It is remarkable watching an entire sport shake its head and shrug its shoulders, as the PGA Tour did last week at the Transitions Championship in Palm Harbor, Fla., unsure exactly what the return of Tiger Woods means beyond breathless news coverage and big TV ratings. Time was, Woods was the only sure thing in this game of chance—cold steel inside the ropes, marketing magic outside them—and the pride of grandmothers from Compton to Dubuque.
After more than four months in which so much has changed, who knows what will happen when Woods tees it up on April 8 at the Masters, the tournament that launched his legacy? Will he shoot 65 or 85? Will he hear snickers or applause? Will he be peaceful and sharp or become some sort of diminished Elvis?
Woods's announcement of his return during the Transitions, won by a shot by Jim Furyk, put his strange journey back on the front pages—the car crash in the middle of the night, the mistresses, the humiliating parodies, the televised apology in front of an ugly blue curtain—and pushed his story into more unknown territory: Tiger is coming back, yes, but who is he coming back as? Who is Tiger Woods now?
"As a player and as a friend of his, I didn't see any of this coming," says David Toms, reflecting on Woods's infidelity while also looking ahead. "I was shocked and disappointed at first, but I'm happy he's trying to work everything out. The first time I see him, I'll probably give him a hug and say, 'Welcome back.'"
Until the moment Woods pulls onto the grounds of Augusta National, where he will attempt to win a fifth green jacket and recapture a modicum of normality (might the former lead to the latter?), a sport to which he brought untold riches waits for the gathering storm. Thirteen years ago, on a Sunday evening in Georgia, Woods grabbed the PGA Tour by the collar and held it firmly until the early morning hours after last Thanksgiving. Two weeks from now, at the same tournament but under changed circumstances, Woods will reach out again.
"He could not have picked a better venue to make his return to golf," says Gary Player, the three-time Masters winner. "After all is said and done, Tiger is a professional golfer, it's what he does best, and the golf world needs him back and playing well, especially in the majors. Despite the distractions he is such a tough competitor both mentally and physically that it would not surprise me at all if he were to win."
Says John Daly, "He's the best I've ever seen, best I've ever played with, and, God bless him, I'm glad he's coming back. I hope he and Elin work it out—it looks as if they are—and I'm sure he and Hank Haney are working real hard. It shows you how much confidence he has at Augusta, playing in his first tournament there."
For all the huzzahs about his return, Woods has received more criticism than at any time in his career, from Tom Watson's scolding him for his on-course behavior to NBC's Johnny Miller's announcing on the air that Woods's "integrity has been shattered."

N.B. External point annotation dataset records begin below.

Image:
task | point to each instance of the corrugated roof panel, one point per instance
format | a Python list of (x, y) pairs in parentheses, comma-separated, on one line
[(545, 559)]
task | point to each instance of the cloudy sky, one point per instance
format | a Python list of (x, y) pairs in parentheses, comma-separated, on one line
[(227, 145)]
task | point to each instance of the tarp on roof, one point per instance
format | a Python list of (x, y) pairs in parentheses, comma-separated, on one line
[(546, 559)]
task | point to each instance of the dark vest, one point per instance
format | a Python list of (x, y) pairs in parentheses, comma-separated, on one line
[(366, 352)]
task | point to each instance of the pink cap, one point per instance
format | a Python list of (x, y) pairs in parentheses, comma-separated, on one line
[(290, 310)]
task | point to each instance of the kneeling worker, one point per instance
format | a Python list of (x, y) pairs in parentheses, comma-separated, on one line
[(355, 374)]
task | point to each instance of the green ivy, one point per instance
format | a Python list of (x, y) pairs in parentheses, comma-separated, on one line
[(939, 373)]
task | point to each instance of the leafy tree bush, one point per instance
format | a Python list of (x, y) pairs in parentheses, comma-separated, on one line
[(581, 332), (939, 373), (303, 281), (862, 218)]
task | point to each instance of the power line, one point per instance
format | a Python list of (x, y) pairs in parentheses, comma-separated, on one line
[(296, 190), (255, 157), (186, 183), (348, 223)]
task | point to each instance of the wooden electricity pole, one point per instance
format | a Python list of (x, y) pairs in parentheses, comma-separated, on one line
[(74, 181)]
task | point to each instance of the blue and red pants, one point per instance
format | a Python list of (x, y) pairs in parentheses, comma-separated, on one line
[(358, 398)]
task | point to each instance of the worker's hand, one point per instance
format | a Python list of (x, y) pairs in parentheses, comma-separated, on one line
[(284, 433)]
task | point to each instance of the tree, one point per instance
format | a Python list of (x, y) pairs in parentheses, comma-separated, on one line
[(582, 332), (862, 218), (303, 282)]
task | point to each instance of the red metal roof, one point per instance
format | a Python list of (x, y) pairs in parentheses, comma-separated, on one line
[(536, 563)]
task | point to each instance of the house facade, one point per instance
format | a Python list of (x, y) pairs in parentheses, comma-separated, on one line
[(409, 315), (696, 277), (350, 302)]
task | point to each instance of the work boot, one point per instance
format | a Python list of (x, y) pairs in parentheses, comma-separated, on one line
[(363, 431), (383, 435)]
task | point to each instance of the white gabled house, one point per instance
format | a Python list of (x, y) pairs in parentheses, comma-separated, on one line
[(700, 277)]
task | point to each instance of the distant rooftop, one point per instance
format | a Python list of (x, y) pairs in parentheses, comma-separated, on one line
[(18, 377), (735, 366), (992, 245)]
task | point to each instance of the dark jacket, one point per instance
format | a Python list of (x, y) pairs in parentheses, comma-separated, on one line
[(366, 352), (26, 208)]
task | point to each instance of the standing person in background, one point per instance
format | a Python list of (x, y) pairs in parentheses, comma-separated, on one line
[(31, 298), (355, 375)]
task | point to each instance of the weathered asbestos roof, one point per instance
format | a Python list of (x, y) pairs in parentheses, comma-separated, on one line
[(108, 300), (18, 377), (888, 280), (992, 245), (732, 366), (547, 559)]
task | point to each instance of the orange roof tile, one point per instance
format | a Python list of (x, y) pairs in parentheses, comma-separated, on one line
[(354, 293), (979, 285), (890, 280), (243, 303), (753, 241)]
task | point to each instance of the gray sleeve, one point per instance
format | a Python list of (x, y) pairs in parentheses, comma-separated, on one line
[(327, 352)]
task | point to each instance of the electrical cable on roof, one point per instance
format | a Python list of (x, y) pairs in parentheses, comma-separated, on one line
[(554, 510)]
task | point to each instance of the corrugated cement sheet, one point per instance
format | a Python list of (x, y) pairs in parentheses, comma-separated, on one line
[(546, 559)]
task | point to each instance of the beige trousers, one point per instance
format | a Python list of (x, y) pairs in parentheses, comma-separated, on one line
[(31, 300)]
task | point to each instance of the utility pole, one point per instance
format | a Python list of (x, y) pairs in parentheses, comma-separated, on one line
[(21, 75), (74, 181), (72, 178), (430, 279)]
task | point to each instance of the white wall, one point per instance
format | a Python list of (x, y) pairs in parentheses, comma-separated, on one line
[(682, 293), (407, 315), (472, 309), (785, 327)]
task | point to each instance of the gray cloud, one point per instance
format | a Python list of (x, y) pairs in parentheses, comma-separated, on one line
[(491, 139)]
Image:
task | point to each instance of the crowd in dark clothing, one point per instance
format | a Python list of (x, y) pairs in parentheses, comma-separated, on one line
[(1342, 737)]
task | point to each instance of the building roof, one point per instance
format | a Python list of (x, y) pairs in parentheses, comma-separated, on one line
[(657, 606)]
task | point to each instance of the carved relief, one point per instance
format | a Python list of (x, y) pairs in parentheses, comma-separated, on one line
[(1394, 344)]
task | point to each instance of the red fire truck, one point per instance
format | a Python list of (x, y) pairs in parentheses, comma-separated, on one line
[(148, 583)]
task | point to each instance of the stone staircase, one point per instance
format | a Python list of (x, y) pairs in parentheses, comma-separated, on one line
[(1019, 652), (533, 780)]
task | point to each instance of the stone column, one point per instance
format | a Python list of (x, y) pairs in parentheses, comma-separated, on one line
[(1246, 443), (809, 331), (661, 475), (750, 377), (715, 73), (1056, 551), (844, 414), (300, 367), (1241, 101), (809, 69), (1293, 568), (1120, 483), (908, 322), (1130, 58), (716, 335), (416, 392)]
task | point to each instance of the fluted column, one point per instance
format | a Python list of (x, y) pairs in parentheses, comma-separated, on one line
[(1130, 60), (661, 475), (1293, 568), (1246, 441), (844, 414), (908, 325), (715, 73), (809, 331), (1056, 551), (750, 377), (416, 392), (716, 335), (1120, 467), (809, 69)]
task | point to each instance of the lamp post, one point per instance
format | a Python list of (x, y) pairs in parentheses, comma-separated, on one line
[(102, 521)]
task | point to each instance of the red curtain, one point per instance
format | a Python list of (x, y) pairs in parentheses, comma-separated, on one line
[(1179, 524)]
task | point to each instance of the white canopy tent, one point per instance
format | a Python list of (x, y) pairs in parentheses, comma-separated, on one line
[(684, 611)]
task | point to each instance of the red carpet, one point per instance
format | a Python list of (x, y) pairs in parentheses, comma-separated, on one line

Tough talk from Martha Burk—who seven years ago protested Augusta National's exclusionary membership practices—is not a surprise. Says Burk, "Woods is charmingly consistent. He built his reputation partly on standing up against racism and in helping kids, but his view of women never varies. He refused to stand up against the Masters when he could have single-handedly advanced justice substantially. He obviously has treated the women with whom he has come in contact like instruments to be used and discarded, not as human beings. His return at the Masters is just so perfect." But never have so many of Woods's peers been willing to publicly take him on, as Ernie Els did last month by calling Woods "selfish" for making his televised statement during the Accenture Match Play Championship, or as veteran Harrison Frazar did at the Transitions.
"I think so much has been made of [Woods's situation] that most of the players are over talking about it," Frazar said. "It's kind of an irritant. But we need him back and need him playing our events, not only the majors. Why not Tampa, Bay Hill or Houston? I would think that anybody who has gone through what he has would reach out to Houston, the Colonial or New Orleans—the places he's never been to or been to only once. Our game is sponsor-driven, and if the best players don't play in the tournaments that drive our business, this is all going to dry up."